Esta legislação permite uma compreensão ampliada sobre a realidade salarial nas empresas brasileiras e incentiva políticas de contratação e promoção com uma perspectiva de gênero.

Além disso, o relatório detalha a média de remuneração e o salário contratual mediano por gênero, além de oferecer um panorama das diferenças salariais em cada estado brasileiro e entre diferentes grupos raciais e ocupacionais.

Critérios remuneratórios beneficiam homens

Em relação aos critérios remuneratórios, foi constatado que 51,6% das empresas analisadas possuem planos de cargos e salários ou de carreira, baseando-se principalmente em fatores como proatividade, capacidade de trabalho em equipe, experiência e cumprimento de metas.

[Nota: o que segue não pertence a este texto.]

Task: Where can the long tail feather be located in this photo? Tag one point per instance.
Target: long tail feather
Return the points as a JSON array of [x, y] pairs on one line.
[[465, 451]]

No entanto, observa-se que homens tendem a se beneficiar mais desses critérios devido a fatores como a realização de horas extras, que são menos acessíveis para mulheres, muitas vezes limitadas por responsabilidades familiares.

O relatório também aponta para a necessidade de políticas de incentivo à diversidade: apenas 32,6% das empresas possuem iniciativas para a contratação de mulheres, com números ainda menores para grupos específicos, como mulheres negras, com deficiência, LBTQIAP+, chefes de família ou vítimas de violência.

Diferenças por estado

As diferenças salariais também variam significativamente entre os estados. O Distrito Federal apresenta a menor desigualdade, com mulheres ganhando 8% a menos que os homens, enquanto em estados como Sergipe e Piauí, as diferenças são de 7,1% e 6,3%, respectivamente. Em contraste, São Paulo mostra uma disparidade de 19,1%, refletindo quase exatamente a média nacional.

Sobre o relatório

O Ministério do Trabalho e Emprego (MTE) disponibilizou relatórios individuais para cada uma das empresas analisadas e estabeleceu um prazo até 31 de março para que essas informações sejam publicadas de forma acessível. Empresas que não cumprirem com a divulgação dos dados podem enfrentar multas significativas.

Este relatório marca um passo importante na luta pela igualdade salarial no Brasil, fornecendo uma base de dados sólida para futuras políticas e ações. A transparência e a responsabilidade são enfatizadas como ferramentas essenciais na redução das disparidades de gênero e raça no ambiente de trabalho brasileiro.